The Joys of Motherhood Chapter 7 Summary

The Duty of a Father

  • It's now three months since the death of Ngozi, and Nnu Ego wishes desperately that she hadn't been saved from committing suicide. But at least her husband's people don't know how unhappy she is. More and more, she longs for a man like Amatokwu. He is truly a man, not like this current husband of hers.
  • That morning, she had argued with Nnaife, telling him that if she'd had Ngozi in Ibuza, she never would have come to Lagos. Nnaife wants to know what it profits her to hurt him. Wasn't Ngozi his child as well?
  • Now she hears a familiar voice calling her name. It's her friend Ato, Nwakusor's wife. She had thought Ato was in Ibuza, but here she is in Lagos, looking happy and healthy. Nnu Ego resents her immediately.
  • But Ato tells her to stop looking so unhappy. Does she want her father to hear about all her sorrows and to be unhappy, too?
  • Ato observes how unclean Nnu Ego's home is but says nothing. Instead, she asks her friend if it's true that she's stopped being sociable and instead became unhappy because she lost her child.

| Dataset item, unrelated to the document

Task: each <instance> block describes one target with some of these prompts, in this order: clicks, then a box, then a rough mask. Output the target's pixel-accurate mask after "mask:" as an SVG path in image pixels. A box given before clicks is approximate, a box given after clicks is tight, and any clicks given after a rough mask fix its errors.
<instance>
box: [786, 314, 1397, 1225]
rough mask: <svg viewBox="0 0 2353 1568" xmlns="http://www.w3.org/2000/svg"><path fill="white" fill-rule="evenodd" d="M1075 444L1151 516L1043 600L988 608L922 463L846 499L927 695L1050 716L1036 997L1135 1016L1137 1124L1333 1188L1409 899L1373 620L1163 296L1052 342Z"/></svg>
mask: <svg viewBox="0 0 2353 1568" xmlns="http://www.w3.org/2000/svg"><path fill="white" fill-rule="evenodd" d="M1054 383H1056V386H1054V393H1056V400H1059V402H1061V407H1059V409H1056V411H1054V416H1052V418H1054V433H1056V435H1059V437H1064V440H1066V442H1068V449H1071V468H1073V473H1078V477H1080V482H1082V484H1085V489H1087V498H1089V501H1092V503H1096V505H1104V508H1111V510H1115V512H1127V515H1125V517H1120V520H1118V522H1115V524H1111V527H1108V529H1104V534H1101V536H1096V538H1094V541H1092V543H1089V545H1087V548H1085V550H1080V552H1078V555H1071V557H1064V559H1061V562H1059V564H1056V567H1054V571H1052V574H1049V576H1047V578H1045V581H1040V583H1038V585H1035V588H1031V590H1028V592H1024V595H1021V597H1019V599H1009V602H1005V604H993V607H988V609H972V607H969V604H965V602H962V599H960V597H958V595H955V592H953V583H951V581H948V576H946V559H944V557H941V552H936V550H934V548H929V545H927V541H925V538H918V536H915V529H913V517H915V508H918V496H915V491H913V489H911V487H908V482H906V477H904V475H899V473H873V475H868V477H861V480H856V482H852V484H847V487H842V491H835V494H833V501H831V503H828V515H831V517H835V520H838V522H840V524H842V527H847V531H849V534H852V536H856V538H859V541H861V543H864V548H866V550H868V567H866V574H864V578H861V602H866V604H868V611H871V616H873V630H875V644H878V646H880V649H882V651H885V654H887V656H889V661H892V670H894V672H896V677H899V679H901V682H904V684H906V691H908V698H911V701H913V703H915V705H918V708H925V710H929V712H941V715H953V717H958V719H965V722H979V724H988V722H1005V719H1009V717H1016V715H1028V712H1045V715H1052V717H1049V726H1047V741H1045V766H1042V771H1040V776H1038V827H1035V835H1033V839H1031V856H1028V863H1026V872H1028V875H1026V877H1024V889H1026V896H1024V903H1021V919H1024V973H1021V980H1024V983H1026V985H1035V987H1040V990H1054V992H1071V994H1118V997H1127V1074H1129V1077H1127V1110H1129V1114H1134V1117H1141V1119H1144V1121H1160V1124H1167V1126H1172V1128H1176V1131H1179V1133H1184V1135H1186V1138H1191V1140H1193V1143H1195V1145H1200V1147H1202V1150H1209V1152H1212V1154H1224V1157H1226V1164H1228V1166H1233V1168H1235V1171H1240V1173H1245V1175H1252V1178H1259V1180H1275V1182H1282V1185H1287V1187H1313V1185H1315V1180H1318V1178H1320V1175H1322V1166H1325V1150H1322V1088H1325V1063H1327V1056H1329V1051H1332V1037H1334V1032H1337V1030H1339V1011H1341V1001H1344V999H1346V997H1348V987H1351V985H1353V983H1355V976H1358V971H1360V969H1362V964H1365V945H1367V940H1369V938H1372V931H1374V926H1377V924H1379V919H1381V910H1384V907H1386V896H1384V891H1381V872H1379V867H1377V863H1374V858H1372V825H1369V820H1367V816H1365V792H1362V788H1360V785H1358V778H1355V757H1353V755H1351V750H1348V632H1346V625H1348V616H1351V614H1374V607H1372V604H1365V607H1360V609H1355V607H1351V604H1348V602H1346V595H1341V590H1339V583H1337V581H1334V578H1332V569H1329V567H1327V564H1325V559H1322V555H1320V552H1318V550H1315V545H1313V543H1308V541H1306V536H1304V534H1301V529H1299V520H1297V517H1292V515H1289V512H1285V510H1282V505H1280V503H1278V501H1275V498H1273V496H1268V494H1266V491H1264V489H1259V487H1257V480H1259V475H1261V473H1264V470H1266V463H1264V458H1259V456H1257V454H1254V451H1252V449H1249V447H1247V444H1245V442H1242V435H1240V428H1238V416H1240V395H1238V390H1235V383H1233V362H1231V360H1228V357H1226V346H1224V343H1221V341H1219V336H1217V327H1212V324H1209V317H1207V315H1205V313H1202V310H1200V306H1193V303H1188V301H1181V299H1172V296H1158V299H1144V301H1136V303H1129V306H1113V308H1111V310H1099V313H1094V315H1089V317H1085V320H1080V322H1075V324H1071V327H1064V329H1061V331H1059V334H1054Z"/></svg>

  • Ato urges Nnu Ego to let Nnaife sleep with her again, to get her pregnant. She reminds Nnu Ego that even if he isn't a good lover, he may be loving, and might be able to give her babies.
  • Nnu Ego admits that he is very loving and he's not bad as a lover, either. It's just that she didn't expect to marry a man like him.
  • Ato says she didn't expect to marry a man who would be away at sea for a long time either. And they say that men like that have other women in other parts of the world.
  • Nnu Ego claims that Ato's husband, Nwakusor, would never do anything like that.
  • Ato says it doesn't matter.
  • When Nnu Ego realizes that she's gossiping like all the women, she stops, pleased. Maybe she's recovering after all.
  • Ato lets Nnu Ego know that her father is glad that Nnu Ego isn't barren, and that she should get pregnant again soon and come home to make sacrifices so that this next child will live. Ato urges Nnu Ego again to let Nnaife sleep with her.
  • Nnu asks how her friend doesn't know that she isn't already sleeping with Nnaife.
  • Ato says she lived on a compound with many wives. She knows the look of a neglected woman.
  • Nnaife comes home and is excited to see Nnu Ego chatting with Ato happily.
  • Nnu Ego begins to tell Nnaife all about the big chunk of bush meat that her father sent them. Nnaife sounds nostalgic as he asks about home, then reminds Nnu Ego not to send Ato home without feeding her.
  • Months later, Nnu Ego is pregnant again. She dreams she sees a baby boy, three months old, abandoned by a stream. He is half covered with mud and mucus. She picks the child up and washes him in the stream, waiting for the mother, but the mother doesn't come. Then she sees the woman slave, her chi, on the other side of the stream, telling Nnu Ego, "Yes, take the dirty, chubby babies. You can have as many of those as you want. Take them" (7.49). Then she laughs and disappears into the forest.
  • Nnu Ego wakes up and exclaims that it can't happen again.
  • Nnaife is anxious, wondering what is the matter.
  • Nnu Ego tells him that everything is OK, that she's just picked up another child beside the stream in her dream.
  • Nnaife doesn't understand and questions her. Nnu Ego doesn't know how to explain that she knows she will have a baby boy. She imagines him as the perfection vision of manhood, tall and slender like a farmer.
  • She prays to God that this child will stay with her and grow up to fulfill her future hopes and joys.
  • But still she reflects on the dream. When she picked up Ngozi by the side of the stream, in her dream from her first pregnancy, he was clean. But this baby was dirty and neglected. What could it mean? She decides she doesn't care. Dirty children don't remain dirty when they've been washed. Her baby boy will grow up into a man she can respect.
  • She writes to her father to let him know she's expecting another child. Agbadi replies that the oracle has said it will be a boy. He sends charms for Nnu Ego to wear as protection, and soap for bathing.
  • Months later, as Nnu Ego looks at her son, she realizes that he looks like Nnaife. They are unable to afford a naming ceremony, like the one they gave Ngozi. Instead, friends and neighbors gather some kolanut and palm wine to celebrate the naming of the child.
  • They name him Oshiaju, which means "the bush has refused this." A Yoruba friend gives him a Yoruba name – "Ibo ko yi," which means the same thing.
  • Six weeks later, Nnu Ego feels more certain that Oshia will live. She has no money to help her husband, but they live in the white man's world, where men provide everything. She is just content to be a mother.
  • Nnu Ego realizes that when she had Ngozi, she had tried to be an Ibuza woman in a modern urban setting by running a small trading business. This time, she will try to live life according to the new rules. Perhaps after Oshia was weaned, she could try to work again. But she wonders who she could leave her son with. There were no grandparents in Lagos to help her. So she tries to be happy with the little money Nnaife brings in.